Claude BOWLING, Appellant,
v.
STATE of Indiana, Appellee.
No. 485S169.
Supreme Court of Indiana.
June 13, 1986.*784 William L. Soards, Soards & Carroll, Indianapolis, for appellant.
Linley E. Pearson, Atty. Gen., Richard Albert Alford, Deputy Atty. Gen., Indianapolis, for appellee.
PIVARNIK, Justice.
Defendant-Appellant Claude Bowling was convicted of voluntary manslaughter, a class B felony, at the conclusion of a jury trial in the Marion County Superior Court. The trial court sentenced him to fourteen (14) years. On direct appeal, the following issues are raised for our consideration:
1. whether the verdict was based on sufficient evidence;
2. whether the trial court erred in denying Appellant's motion for mistrial and allowing the State to impeach its own witness;
3. whether the trial court erred in not allowing testimony of a State's witness concerning his animosity toward Appellant;
4. whether the trial court erred in refusing Appellant's Tendered Instructions Nos. 1-10; and
5. whether the trial court erred in sentencing appellant.
Bobby Davis, the victim, and Mal Jones were working on Jones' car on February 15, 1984. Davis had removed his watch sometime before Appellant and Robin Johnson stopped to talk. Subsequently, Jones and Davis went to visit Phyllis McNeil, at which time Davis noticed his watch was missing. A search of Jones' car and apartment did not reveal the watch. Jones and Davis next went to Robin Johnson's apartment and spoke to Mary Bethea, who lived in the apartment with Johnson and Appellant. She had not seen the watch and they were unable to find it there. Jones and Davis then went to a liquor store where they confronted Appellant and Johnson. An argument ensued wherein Appellant was accused of stealing the watch. At this *785 time Appellant may have seen a gun in the car where Davis was sitting. Later that same day, Jones and Davis returned to Appellant's apartment building where another argument ensued in the hallway. Davis left the building and Appellant returned to his apartment. Thereafter, Davis came back to the doorway of the building and Appellant came out of the apartment and shot Davis numerous times with a rifle. Appellant testified he thought Davis had a gun, although no gun was ever recovered from the vicinity. There was also conflicting testimony as to whether Davis had threatened Appellant. After Appellant shot Davis he returned to his apartment, put the rifle away, and exited out the back door. Later that evening Appellant turned himself in to the police, and has since maintained the killing was done in self-defense.
I
Appellant first maintains his conviction was based on insufficient evidence, specifically that there was insufficient evidence of voluntary manslaughter, and that there was insufficient evidence to overcome his claim of self-defense.

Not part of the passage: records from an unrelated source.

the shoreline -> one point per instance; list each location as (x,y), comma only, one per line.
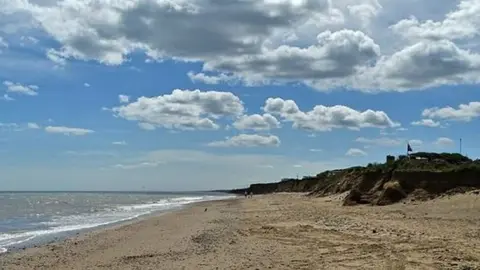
(59,237)
(279,231)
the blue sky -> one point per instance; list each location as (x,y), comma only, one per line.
(184,95)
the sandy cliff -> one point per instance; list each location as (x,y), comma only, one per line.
(423,176)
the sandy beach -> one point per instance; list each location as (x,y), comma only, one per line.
(281,231)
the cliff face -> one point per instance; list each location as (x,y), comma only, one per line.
(383,184)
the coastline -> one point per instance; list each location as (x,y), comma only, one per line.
(49,235)
(279,231)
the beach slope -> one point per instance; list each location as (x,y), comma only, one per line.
(281,231)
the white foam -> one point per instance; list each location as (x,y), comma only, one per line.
(91,220)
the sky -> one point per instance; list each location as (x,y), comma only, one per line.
(208,94)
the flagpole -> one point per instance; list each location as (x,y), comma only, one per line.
(460,146)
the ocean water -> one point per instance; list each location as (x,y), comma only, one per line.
(27,218)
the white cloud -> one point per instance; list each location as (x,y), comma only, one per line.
(123,98)
(443,142)
(323,118)
(17,88)
(18,127)
(459,24)
(182,109)
(146,126)
(119,143)
(465,112)
(68,130)
(336,55)
(323,44)
(211,79)
(28,40)
(426,123)
(6,97)
(256,122)
(33,126)
(355,152)
(56,57)
(10,126)
(415,142)
(248,140)
(383,141)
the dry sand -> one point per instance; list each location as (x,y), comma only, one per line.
(282,231)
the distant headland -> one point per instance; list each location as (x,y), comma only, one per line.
(418,176)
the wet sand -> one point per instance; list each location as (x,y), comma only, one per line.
(281,231)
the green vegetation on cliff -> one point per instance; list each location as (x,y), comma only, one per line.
(421,175)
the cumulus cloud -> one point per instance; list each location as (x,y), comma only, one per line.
(33,126)
(119,143)
(383,141)
(6,97)
(459,24)
(444,141)
(18,127)
(17,88)
(337,55)
(426,123)
(123,98)
(323,118)
(257,122)
(323,44)
(248,140)
(68,130)
(415,142)
(182,109)
(465,112)
(355,152)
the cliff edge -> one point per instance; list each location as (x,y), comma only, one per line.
(420,176)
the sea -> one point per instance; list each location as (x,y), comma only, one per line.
(28,218)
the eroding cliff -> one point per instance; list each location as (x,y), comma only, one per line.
(420,177)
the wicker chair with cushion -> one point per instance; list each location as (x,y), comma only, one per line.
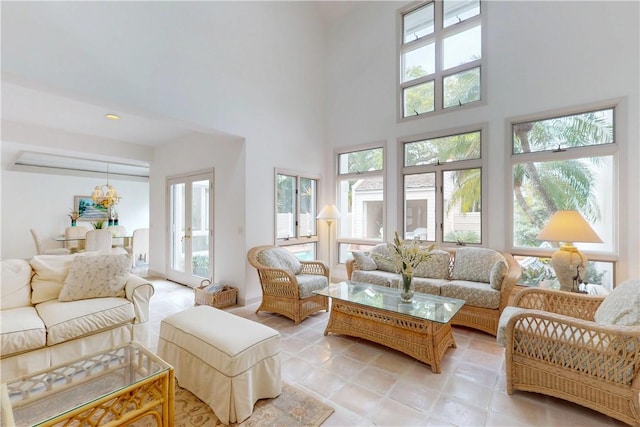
(288,284)
(581,348)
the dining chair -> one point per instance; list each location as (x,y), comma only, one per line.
(139,246)
(40,250)
(77,232)
(99,240)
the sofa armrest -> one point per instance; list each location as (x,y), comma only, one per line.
(139,291)
(581,306)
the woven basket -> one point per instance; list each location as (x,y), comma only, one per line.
(224,298)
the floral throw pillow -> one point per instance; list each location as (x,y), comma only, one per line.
(96,276)
(363,261)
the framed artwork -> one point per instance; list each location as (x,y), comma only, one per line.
(88,209)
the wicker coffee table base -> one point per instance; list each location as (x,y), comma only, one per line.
(422,339)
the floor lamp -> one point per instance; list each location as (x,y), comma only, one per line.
(567,261)
(328,214)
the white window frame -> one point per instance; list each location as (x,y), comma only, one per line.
(361,175)
(438,37)
(439,170)
(616,150)
(298,239)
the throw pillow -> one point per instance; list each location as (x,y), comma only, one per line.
(497,274)
(280,258)
(621,307)
(96,276)
(363,261)
(474,264)
(381,255)
(49,274)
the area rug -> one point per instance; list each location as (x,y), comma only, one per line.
(292,408)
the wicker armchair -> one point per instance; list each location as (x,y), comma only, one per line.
(285,292)
(557,345)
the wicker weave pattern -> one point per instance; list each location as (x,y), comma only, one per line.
(572,358)
(421,339)
(280,292)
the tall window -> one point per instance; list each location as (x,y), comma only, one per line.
(564,162)
(442,178)
(360,200)
(296,210)
(440,56)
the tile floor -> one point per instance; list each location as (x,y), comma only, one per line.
(369,385)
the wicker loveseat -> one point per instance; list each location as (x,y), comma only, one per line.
(577,347)
(288,284)
(482,277)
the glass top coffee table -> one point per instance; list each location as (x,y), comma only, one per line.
(421,328)
(111,388)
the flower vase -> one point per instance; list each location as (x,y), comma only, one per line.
(406,287)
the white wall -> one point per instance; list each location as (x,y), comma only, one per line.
(541,56)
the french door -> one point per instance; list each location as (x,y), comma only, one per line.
(190,204)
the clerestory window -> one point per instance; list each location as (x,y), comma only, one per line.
(440,61)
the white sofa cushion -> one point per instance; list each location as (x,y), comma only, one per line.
(621,307)
(434,267)
(96,276)
(69,320)
(474,264)
(382,256)
(363,261)
(50,272)
(16,284)
(22,330)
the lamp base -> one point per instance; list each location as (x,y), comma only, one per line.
(566,261)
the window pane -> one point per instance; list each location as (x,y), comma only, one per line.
(442,150)
(361,204)
(345,249)
(542,188)
(418,99)
(462,88)
(418,62)
(360,161)
(304,252)
(307,207)
(462,47)
(286,207)
(420,206)
(418,23)
(462,192)
(578,130)
(458,10)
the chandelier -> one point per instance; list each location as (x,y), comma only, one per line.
(105,195)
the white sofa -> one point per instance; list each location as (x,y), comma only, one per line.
(482,277)
(56,308)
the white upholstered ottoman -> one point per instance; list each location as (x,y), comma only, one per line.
(227,361)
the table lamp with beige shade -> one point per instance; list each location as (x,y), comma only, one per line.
(568,227)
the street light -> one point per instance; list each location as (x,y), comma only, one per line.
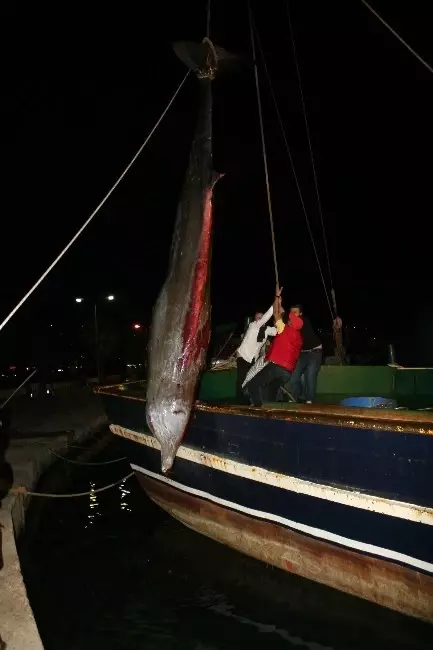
(110,298)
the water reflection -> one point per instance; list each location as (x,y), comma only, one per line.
(93,506)
(124,501)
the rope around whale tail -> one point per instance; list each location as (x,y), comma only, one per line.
(21,490)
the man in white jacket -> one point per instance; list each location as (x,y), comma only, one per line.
(252,343)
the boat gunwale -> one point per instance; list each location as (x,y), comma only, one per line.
(320,414)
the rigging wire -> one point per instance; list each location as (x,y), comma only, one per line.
(262,132)
(22,490)
(289,153)
(411,50)
(98,207)
(307,128)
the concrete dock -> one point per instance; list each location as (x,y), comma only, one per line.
(37,426)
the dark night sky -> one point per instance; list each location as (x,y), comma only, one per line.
(83,89)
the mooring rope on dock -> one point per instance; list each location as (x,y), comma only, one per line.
(21,490)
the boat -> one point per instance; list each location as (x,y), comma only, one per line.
(336,493)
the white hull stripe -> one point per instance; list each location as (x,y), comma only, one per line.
(390,507)
(303,528)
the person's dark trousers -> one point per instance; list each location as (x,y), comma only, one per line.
(242,371)
(267,381)
(308,367)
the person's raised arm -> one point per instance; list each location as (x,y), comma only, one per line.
(278,310)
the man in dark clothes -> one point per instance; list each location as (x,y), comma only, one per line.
(281,358)
(309,361)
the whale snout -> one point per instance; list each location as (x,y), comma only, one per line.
(167,420)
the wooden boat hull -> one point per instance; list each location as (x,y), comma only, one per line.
(339,496)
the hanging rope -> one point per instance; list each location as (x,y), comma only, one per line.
(109,193)
(294,173)
(22,490)
(307,128)
(411,50)
(208,20)
(265,161)
(81,462)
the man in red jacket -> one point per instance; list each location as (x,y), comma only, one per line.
(282,355)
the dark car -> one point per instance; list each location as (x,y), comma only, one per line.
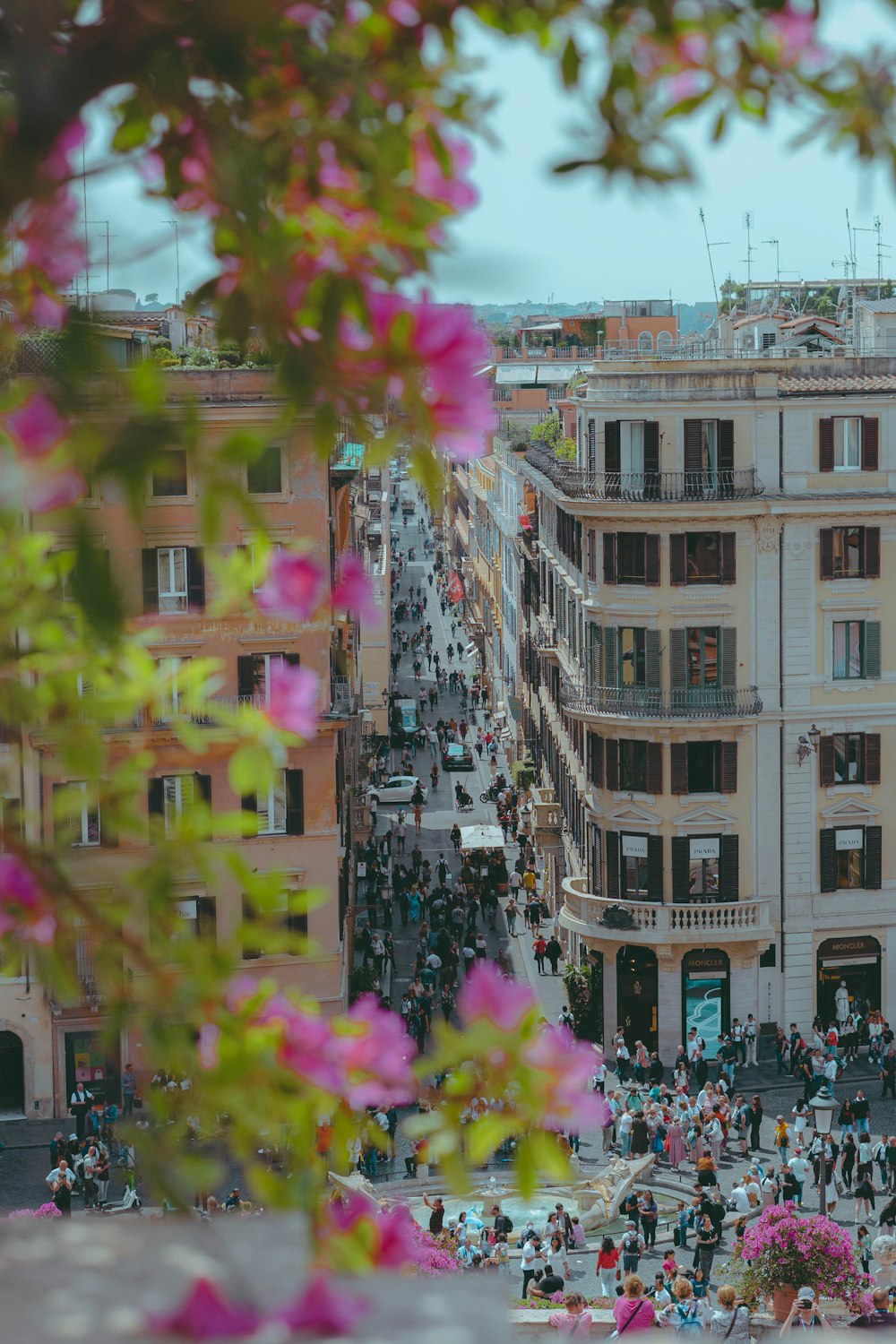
(457,757)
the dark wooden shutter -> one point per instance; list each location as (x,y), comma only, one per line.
(611,758)
(654,768)
(678,558)
(728,766)
(678,766)
(651,672)
(595,760)
(151,581)
(611,446)
(249,803)
(694,445)
(872,650)
(728,556)
(872,758)
(654,867)
(729,867)
(872,553)
(826,762)
(611,844)
(680,867)
(610,675)
(678,660)
(728,658)
(871,444)
(828,855)
(245,676)
(195,580)
(295,803)
(825,446)
(826,553)
(651,558)
(874,857)
(608,556)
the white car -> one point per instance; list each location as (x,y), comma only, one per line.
(398,788)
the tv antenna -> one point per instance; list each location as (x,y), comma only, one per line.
(710,246)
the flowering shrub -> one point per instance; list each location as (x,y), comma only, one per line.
(43,1211)
(786,1250)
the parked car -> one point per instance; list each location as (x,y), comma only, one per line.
(398,788)
(457,757)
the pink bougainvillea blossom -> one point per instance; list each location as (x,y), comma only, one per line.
(295,588)
(35,426)
(23,906)
(293,699)
(487,996)
(354,590)
(207,1314)
(322,1309)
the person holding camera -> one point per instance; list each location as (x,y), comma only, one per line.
(61,1182)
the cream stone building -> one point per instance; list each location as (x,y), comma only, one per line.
(708,659)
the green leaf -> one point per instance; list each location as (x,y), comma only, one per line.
(570,62)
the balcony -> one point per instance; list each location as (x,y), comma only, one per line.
(634,702)
(653,922)
(646,487)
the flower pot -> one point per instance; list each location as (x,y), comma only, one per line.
(780,1303)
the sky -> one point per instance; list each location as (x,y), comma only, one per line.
(575,238)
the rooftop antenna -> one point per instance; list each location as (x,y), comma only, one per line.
(710,246)
(750,249)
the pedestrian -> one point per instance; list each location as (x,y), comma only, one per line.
(540,948)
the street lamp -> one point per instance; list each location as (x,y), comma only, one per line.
(823,1105)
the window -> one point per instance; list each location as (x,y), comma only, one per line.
(702,656)
(632,656)
(172,578)
(634,875)
(849,553)
(702,866)
(75,814)
(281,809)
(169,475)
(704,766)
(848,444)
(276,930)
(263,476)
(849,758)
(850,857)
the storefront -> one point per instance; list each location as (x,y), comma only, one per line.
(705,995)
(855,960)
(637,994)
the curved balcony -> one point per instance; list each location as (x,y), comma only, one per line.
(651,922)
(634,702)
(578,483)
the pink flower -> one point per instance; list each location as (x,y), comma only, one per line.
(295,588)
(206,1314)
(433,183)
(292,703)
(322,1311)
(23,906)
(374,1055)
(487,996)
(56,491)
(354,589)
(207,1045)
(37,426)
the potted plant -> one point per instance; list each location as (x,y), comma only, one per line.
(785,1252)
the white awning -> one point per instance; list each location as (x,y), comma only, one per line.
(481,838)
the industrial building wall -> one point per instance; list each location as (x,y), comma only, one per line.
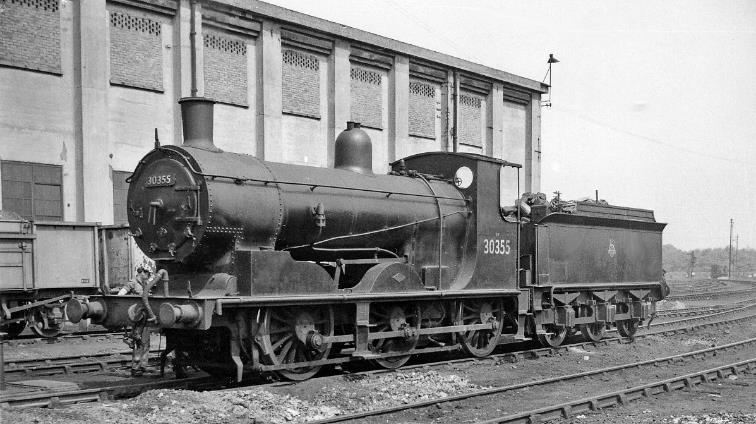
(84,86)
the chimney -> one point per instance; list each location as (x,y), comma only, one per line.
(353,150)
(197,122)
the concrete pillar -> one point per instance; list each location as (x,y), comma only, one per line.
(94,180)
(494,121)
(339,108)
(532,163)
(398,105)
(269,80)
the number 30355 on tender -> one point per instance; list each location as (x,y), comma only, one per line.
(496,247)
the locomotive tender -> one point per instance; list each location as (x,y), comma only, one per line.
(279,268)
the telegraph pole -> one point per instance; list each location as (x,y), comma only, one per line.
(729,260)
(735,259)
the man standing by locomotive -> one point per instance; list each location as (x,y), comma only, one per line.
(139,337)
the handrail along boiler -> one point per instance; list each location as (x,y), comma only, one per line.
(280,268)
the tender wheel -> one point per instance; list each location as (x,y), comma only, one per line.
(42,326)
(294,335)
(557,336)
(13,329)
(627,328)
(481,342)
(593,332)
(392,317)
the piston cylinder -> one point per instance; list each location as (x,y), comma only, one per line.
(170,314)
(76,310)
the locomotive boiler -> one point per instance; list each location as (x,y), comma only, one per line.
(280,268)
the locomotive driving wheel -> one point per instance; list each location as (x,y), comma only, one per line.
(481,342)
(295,335)
(627,328)
(43,324)
(393,317)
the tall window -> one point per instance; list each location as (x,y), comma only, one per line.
(120,192)
(33,190)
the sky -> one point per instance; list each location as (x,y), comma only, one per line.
(653,102)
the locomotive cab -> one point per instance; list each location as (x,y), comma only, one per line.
(488,184)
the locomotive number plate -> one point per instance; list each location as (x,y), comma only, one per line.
(160,181)
(496,247)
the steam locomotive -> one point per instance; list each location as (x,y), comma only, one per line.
(278,268)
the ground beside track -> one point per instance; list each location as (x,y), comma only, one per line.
(730,400)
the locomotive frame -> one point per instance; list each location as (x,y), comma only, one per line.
(284,269)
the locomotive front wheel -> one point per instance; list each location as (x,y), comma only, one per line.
(392,317)
(593,332)
(627,327)
(556,336)
(481,343)
(294,335)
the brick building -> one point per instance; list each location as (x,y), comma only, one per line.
(84,85)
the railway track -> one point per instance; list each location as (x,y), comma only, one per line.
(126,389)
(712,295)
(565,410)
(75,364)
(27,339)
(92,363)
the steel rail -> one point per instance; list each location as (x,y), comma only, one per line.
(60,398)
(79,364)
(558,379)
(32,339)
(46,399)
(705,296)
(622,397)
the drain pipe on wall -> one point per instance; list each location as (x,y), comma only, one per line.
(455,113)
(193,45)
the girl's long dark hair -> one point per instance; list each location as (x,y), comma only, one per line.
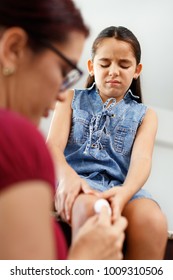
(123,34)
(50,20)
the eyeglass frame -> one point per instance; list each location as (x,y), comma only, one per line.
(67,60)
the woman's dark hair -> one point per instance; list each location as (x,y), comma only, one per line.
(123,34)
(50,20)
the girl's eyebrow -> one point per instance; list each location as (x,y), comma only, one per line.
(123,60)
(104,59)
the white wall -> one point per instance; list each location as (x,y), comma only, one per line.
(152,22)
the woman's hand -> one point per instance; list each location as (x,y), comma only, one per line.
(70,185)
(99,238)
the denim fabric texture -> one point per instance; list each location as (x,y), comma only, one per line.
(102,136)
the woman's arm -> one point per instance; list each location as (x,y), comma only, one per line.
(26,230)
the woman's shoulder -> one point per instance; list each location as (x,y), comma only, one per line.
(24,154)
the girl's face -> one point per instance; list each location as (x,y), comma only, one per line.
(114,67)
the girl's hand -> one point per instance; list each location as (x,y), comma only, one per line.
(117,198)
(99,238)
(69,187)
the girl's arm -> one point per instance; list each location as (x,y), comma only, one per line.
(141,158)
(69,183)
(140,164)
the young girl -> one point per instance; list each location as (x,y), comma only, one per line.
(104,148)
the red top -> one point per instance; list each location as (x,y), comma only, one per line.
(24,156)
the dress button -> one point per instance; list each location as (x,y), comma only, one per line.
(94,145)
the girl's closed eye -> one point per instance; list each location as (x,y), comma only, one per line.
(124,66)
(104,65)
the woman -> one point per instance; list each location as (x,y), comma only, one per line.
(37,64)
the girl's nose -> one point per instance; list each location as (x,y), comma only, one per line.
(113,70)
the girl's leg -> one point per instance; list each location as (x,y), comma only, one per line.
(146,234)
(83,208)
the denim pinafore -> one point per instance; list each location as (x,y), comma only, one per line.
(102,136)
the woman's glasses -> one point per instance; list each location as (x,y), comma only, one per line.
(73,76)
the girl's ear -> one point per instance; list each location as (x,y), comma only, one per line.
(138,71)
(13,41)
(90,67)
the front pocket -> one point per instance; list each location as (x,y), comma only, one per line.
(124,139)
(80,127)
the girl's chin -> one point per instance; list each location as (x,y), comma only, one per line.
(46,113)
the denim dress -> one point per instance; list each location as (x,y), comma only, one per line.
(101,138)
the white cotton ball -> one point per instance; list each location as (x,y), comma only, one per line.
(100,203)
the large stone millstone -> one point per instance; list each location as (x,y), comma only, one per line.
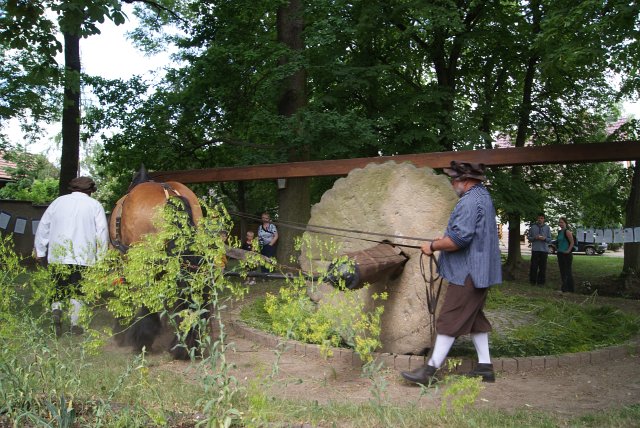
(395,199)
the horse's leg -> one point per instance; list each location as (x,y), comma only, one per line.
(144,330)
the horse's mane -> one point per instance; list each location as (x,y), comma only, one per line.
(142,176)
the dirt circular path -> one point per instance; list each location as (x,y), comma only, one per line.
(565,391)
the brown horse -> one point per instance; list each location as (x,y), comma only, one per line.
(132,218)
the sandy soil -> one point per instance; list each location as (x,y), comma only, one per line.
(564,392)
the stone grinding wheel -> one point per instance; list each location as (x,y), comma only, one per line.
(395,199)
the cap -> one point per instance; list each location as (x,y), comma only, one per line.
(82,184)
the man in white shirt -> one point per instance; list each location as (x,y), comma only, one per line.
(72,231)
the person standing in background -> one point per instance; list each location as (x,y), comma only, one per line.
(565,255)
(267,236)
(540,238)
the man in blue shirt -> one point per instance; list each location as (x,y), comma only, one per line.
(470,262)
(540,237)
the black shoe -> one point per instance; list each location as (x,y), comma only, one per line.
(77,330)
(57,322)
(483,370)
(423,375)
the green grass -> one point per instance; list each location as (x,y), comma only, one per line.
(538,320)
(155,392)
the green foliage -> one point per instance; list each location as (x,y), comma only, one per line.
(343,321)
(559,327)
(460,393)
(10,272)
(35,179)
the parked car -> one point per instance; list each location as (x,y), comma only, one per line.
(589,248)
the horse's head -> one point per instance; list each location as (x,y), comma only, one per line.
(142,176)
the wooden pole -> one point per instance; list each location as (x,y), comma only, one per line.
(555,154)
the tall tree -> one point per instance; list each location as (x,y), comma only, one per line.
(293,200)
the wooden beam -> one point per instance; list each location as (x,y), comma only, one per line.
(556,154)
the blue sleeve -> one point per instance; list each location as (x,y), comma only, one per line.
(462,224)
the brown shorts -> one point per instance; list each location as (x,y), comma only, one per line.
(462,310)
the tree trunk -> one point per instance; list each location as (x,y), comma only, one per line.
(514,257)
(70,160)
(294,200)
(632,249)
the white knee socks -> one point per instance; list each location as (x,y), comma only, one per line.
(76,306)
(440,350)
(481,343)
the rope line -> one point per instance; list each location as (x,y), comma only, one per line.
(311,228)
(433,296)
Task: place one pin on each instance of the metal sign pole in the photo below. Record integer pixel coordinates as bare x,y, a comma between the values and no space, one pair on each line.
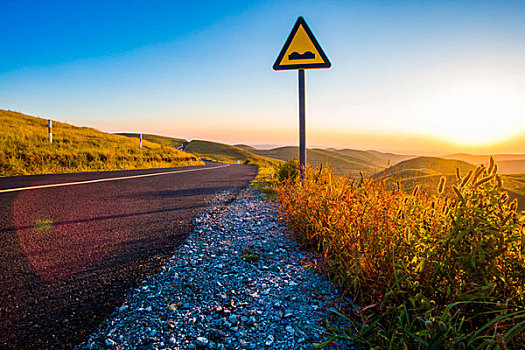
302,127
50,131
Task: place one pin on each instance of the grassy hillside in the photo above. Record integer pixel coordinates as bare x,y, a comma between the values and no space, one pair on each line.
342,163
426,172
227,154
515,185
24,149
162,140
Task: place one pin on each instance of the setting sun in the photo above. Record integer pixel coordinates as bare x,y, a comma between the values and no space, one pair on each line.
476,113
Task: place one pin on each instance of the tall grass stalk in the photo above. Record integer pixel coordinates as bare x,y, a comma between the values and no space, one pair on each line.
432,270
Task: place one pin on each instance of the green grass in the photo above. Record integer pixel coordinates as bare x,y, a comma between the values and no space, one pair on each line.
426,172
25,149
223,153
425,270
344,162
161,140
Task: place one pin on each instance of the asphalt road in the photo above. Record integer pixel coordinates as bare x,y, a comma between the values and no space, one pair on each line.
69,254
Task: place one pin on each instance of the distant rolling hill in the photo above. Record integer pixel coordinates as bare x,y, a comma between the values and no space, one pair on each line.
426,172
344,162
226,153
507,163
25,149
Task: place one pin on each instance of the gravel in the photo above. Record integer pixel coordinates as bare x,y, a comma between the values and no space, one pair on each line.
238,282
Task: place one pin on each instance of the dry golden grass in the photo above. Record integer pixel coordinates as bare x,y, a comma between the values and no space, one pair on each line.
25,149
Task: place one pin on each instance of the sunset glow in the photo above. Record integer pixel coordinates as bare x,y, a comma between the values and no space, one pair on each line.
435,77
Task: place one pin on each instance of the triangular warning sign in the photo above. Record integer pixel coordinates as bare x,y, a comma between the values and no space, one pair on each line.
301,50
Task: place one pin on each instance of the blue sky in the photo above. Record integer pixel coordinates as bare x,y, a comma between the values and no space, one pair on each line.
431,75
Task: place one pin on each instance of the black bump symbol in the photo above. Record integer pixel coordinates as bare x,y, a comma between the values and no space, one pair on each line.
305,56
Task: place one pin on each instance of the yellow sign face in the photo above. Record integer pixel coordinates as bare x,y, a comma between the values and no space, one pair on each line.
301,50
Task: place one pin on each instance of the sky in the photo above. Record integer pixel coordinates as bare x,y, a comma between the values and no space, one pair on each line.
426,77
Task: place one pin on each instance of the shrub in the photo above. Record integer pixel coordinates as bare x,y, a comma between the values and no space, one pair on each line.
432,270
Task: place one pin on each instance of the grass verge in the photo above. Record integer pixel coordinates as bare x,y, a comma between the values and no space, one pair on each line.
441,269
25,149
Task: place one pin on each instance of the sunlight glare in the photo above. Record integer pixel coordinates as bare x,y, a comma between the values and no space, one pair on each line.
476,114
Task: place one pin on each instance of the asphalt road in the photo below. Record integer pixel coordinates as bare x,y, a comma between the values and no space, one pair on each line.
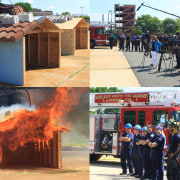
108,170
149,77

Whether the State has disproved a claim of self-defense is a question of fact. Sanders v. State (1981), Ind., 428 N.E.2d 23, 25. Thus, it is reviewed as any other sufficiency question. We will neither weigh the evidence nor judge the credibility of the witnesses but rather, will look to the evidence most favorable to the State together with all reasonable inferences therefrom; if there is substantial evidence of probative value from which the trier of fact might reasonably infer guilt beyond a reasonable doubt, the verdict will not be disturbed. Harris v. State (1985), Ind., 480 N.E.2d 932, 937.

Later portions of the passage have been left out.